Most notable include maestro Andreas Delfs to the Boyer College of Music and Dance as conductor of the Temple University Symphony Orchestra, Ralph Horwitz to the School of Medicine as a professor and director of the new Institute for Transformative Medicine and Kose John and Masatoshi Nei, both distinguished as Laura H. Carnell Professors. Coming to the School of Media and Communication is Edward L. Fink, who will be a professor of Strategic Communication.

The College of Public Health, the School of Media and Communication, the College of Liberal Arts, the College of Science and Technology, the School of Medicine and the Fox School of Business each saw five to eight new hires.

-Julie Christie

JUDICIAL CONDUCT BOARD REOPENS INVESTIGATION INVOLVING KATHLEEN KANE

The Judicial Conduct Board has reopened its investigation into inappropriate emails sent by Pennsylvania Supreme Court Justice J. Michael Eakin. The board investigated Justice Eakin last year and dismissed the complaints against him.

According to philly.com, Eakin had been receiving and spreading offensive emails from a private account. The emails included jokes about abuse and rape victims, as well as racism toward Muslims and African-Americans.

In a press release Friday, the Judicial Conduct Board said Attorney General Kathleen Kane provided them with emails sent by Justice Eakin that were not disclosed in the original investigation. The investigation had been concluded with the board believing it had been provided with all email records.
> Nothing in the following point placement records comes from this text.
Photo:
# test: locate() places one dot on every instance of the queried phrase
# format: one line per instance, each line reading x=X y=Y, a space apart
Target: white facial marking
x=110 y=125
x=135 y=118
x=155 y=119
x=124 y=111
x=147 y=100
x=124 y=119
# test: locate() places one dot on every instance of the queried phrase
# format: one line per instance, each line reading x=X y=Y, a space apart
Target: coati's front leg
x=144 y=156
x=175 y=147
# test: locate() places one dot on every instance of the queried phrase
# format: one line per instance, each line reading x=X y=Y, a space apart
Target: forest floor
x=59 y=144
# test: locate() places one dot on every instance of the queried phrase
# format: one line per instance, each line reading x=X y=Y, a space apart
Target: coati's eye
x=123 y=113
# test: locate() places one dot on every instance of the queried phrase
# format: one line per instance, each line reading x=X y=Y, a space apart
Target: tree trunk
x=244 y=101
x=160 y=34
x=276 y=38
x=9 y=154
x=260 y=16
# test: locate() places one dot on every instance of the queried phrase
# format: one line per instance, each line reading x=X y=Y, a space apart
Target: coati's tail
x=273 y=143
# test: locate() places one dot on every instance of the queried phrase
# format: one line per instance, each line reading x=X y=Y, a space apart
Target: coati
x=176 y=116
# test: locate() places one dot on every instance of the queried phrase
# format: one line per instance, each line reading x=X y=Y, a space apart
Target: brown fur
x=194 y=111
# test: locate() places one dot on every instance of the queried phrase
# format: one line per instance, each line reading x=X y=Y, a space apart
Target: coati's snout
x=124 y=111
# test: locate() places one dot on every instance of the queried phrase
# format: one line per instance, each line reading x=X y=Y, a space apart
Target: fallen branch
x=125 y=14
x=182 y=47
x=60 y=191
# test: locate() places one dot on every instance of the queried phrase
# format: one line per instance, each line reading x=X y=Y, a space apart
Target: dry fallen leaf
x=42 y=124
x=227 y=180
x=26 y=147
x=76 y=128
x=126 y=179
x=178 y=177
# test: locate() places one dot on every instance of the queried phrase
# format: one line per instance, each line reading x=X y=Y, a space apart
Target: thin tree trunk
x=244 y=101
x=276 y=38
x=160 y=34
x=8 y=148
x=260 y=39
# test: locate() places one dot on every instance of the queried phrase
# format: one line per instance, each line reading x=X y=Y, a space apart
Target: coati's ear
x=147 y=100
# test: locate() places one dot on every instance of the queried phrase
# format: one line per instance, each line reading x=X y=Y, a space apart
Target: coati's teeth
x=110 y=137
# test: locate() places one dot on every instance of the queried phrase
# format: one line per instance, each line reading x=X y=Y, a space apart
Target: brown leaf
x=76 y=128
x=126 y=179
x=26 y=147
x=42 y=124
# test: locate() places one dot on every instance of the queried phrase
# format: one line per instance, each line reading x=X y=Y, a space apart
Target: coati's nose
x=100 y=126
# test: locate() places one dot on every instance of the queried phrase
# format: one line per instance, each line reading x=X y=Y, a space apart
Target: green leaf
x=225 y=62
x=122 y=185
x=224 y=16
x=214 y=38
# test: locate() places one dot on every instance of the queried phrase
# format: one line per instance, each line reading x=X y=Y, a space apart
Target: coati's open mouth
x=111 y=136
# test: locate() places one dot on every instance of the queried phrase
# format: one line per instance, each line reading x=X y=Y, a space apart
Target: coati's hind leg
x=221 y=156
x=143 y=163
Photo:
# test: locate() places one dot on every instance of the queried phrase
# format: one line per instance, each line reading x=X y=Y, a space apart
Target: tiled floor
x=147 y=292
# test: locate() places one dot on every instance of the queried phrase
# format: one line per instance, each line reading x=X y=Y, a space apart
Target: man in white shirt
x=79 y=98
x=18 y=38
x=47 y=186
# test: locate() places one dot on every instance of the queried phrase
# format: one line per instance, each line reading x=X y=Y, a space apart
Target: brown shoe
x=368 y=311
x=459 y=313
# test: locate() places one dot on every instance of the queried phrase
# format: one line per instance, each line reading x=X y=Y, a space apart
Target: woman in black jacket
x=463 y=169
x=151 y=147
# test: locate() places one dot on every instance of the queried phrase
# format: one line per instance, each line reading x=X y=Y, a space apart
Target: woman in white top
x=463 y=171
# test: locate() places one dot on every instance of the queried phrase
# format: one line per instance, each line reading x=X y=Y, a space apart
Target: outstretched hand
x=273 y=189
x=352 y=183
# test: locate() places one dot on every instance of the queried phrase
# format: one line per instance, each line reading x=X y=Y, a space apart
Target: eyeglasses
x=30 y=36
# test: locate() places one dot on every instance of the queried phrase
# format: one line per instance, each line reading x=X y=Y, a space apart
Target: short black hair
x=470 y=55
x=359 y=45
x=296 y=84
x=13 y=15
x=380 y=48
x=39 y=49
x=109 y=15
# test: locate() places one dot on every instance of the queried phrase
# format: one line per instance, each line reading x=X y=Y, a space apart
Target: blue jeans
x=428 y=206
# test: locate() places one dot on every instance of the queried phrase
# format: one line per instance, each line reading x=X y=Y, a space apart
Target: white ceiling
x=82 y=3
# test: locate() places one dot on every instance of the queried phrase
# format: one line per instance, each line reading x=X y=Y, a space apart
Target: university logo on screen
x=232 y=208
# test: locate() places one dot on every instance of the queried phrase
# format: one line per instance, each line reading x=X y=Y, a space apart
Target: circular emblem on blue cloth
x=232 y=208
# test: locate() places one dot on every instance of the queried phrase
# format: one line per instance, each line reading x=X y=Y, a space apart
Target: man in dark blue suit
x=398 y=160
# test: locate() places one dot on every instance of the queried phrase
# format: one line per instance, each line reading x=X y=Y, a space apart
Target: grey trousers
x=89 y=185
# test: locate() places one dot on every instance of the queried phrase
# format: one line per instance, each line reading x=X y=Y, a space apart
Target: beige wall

Kane, a graduate of Temple’s Beasley School of Law, has been under fire for providing the press with confidential information about a grand jury and then attempting to cover it up later,  the New York Times reported.

-Julie Christie

LEGISLATION PASSED FOR AFFORDABLE TEXTBOOKS

Legislation was introduced to the Senate last Wednesday to make college textbooks more affordable for students.

The Affordable College Textbook Act would create a grant program to support the creation of open college textbooks, which would be accessible under an open license to professors, students and researchers. The bill also would also require the Government Accountability Office to report to Congress by 2017 with price trends updated on college textbooks, as well as aims to improve existing requirements for publishers to make all textbooks available for individual sale, instead of as a bundle.